題名は「BABYMETALがRock On The Rangeを征服」、副題が「BABYMETALは、Rock On The Rangeへの初出演で、この地に狐神の旗を翻す」。副題は本題を言い換えただけだが、また狐神がらみだ。

本文は。

「BABYMETALは、細かいことは気にしない。『始まるぞ。楽しめよ。はい終わり』を業界風に言い換えた『フェスティバルの時間枠』というものは、狐神の世界では何の意味も持たないようだ。というのも、さっきからもう4分あるいは5分もたとうか、彼女たちのバックバンド(メタルの神とか神バンドとか呼ばれる)は、Su-Metal、YuiMetal、MoaMetalをステージに引っ張りだそうと、手の混んだドラムロールをずっと繰り返しているのだ。」

(後で投稿された動画を見ると、確かに4分以上ドラムとギターの短い同じフレーズがくり返されている。どうもサウンドチェックの段階でトラブルが起こっていたらしい。見切り発車なのか、その直後にCMIYCへの導入となる神バンドソロが始まった。記者はその辺りを分かっていなかったのだろう、意識的に引き伸ばしているように受けとっている)

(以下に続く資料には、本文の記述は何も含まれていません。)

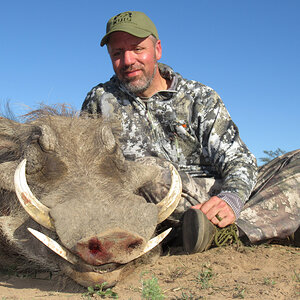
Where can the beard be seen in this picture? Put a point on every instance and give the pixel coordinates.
(138, 84)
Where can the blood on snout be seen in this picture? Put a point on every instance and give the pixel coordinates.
(116, 247)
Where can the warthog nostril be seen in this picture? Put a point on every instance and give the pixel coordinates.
(94, 246)
(135, 244)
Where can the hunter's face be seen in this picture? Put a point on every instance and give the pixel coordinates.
(134, 60)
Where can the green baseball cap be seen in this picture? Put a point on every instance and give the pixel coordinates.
(133, 22)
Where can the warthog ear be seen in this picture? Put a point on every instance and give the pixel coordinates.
(47, 140)
(10, 148)
(106, 138)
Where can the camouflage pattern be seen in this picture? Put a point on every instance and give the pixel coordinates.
(273, 210)
(188, 125)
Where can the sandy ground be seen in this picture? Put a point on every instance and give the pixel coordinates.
(260, 272)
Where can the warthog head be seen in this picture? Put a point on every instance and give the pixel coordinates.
(82, 198)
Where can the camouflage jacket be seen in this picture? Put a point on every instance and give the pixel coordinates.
(187, 124)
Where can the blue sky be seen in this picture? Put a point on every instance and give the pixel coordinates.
(247, 50)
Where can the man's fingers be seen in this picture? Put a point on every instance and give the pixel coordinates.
(198, 206)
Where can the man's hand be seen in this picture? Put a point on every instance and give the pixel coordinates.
(217, 211)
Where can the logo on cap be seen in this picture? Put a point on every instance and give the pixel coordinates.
(122, 18)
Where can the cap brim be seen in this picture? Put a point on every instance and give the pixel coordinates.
(141, 33)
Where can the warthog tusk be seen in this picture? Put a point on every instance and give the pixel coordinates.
(154, 242)
(37, 211)
(54, 246)
(170, 202)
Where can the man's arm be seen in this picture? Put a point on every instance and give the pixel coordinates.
(225, 150)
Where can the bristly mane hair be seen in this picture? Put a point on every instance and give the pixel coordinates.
(60, 109)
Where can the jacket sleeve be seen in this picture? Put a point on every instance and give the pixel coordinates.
(224, 149)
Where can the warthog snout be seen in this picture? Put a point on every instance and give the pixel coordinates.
(119, 246)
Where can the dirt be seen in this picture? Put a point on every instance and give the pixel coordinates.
(259, 272)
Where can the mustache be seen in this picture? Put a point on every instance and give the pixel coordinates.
(131, 68)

「それにもかかわらず、日本から来たメタル現象のご本尊たちはピカピカの衣装に身をつつみながらも、まだステージの袖から動き出そうともしない。そばに控えているのは鈴なりの野次馬たち(いかにも業界関係という奴から、幅広い層から選抜されたRock On The Rangeの共演者たちまで)。彼らは、ステージ前の観客と同様、この大騒ぎを見るためにやってきたのだ。」

(共演者たちも興味津々というわけだ。一緒に写真を撮りたい奴らも多いのだろう。同じ写真を撮るなら、むくつけきおっさんと撮るより、可愛い女の子と一緒に撮る方が嬉しいに決まっている。それはともかく、トラブルに見舞われてBABYMETALの少女たちは不安だったのだろうが、記者にはのんきそうに見えたらしい)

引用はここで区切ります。